For the second publication, this year, of the “Credibility Figures”, the MPCC took notice of the fifteen or so additional cases that have tainted professional cycling over the last four months. These revelations are a reminder of the extent to which the fight against doping must remain a constant in our sport.

Between May 1 and August 31, we identified almost 200 cases of suspected doping in sport, at national or international level, revealed by national agencies, federations or press articles. Athletics remains at the top of the list with almost a quarter of the cases. But this does not mean that this sport remains the “poor relation” in the fight against doping. The independent organisation Athletics Integrity Unit (AIU) has been producing considerable work since it was founded in April 2017 to encourage athletes to play by the rules and deter cheats.

On a national scale, the large number of doping cases involving South African athletes in the last four months can be explained by greater transparency on part of SAIDS, the South African anti-doping agency, about the offences committed. This transparency remains the key to restoring the credibility of top-level sport.

In this respect, the MPCC took notice of fourteen new cases of alleged doping involving professional cyclists and support staff since April. Aggravating circumstance : four of them involved World Tour riders: Alex Baudin, Robert Stannard, Miguel Angel Lopez and Michel Hessmann. This is the first time in four years that so many cases involving riders from the world’s elite level have come to light in such a short space of time. In 2019, there were five cases at this level (four of which were uncovered by the Aderlass police operation).

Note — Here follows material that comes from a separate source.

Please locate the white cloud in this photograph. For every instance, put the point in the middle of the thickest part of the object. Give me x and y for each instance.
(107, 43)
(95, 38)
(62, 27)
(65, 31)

But looking in detail at the four cases that have come to light in recent months, we can see that two of them no longer belong to the same team since the test that triggered their disciplinary procedure. Miguel Angel Lopez was riding for a Continental team this season. The period incriminating the Colombian climber dates back to the building up to the 2022 Giro d’Italia, during his last year of competition with the World team Astana. As for Robert Stannard, the rider from Alpecin-Deceuninck (MPCC member) was notified by the UCI of the “use of prohibited methods and/or substances” during the 2018 and 2019 seasons. At the time, the Australian was riding for a World Team that was not an MPCC member : Mitchelton-Scott.

On July 31, Frenchman Axel Baudin has been given a precautionary suspension by his team AG2R-Citroën team, following the presence of tramadol detected during a test at the last Giro. His team, a founding member of the MPCC, thus applied one of the fundamental rules of our movement: withdrawing a rider from competitions as soon as a positive test is reported. Two weeks later, the German Michel Hessmann was also suspended by his team (Jumbo-Visma), following a positive out-of-competition test on 14 June by his country’s national anti-doping agency (NADA).

Pending the outcome of the procedures, it would be hasty to draw conclusions about the World Tour on the basis of these latest revelations. But far from the recent rumours and suspicions, this significant increase in cases at the highest level of competition in 2023 is irrefutable (only one in 2022, none in 2021, two in 2020) and calls the MPCC to question. The riders’ health and the credibility of professional cycling are at stake. These revelations are a reminder of the soundness of the approach taken by our association, which is constantly committed to fairness and ethics in our sport. They also underline the responsibility of riders, managers and team staff to play their part in the fight against doping. In this respect, we salute the sixteen women’s teams that have already joined us over the last decade. The growing popularity of the UCI women’s circuit is very good news for cycling, but it must also go along with safeguards such as the MPCC. Finally, we encourage non-member professional teams and their riders to join us.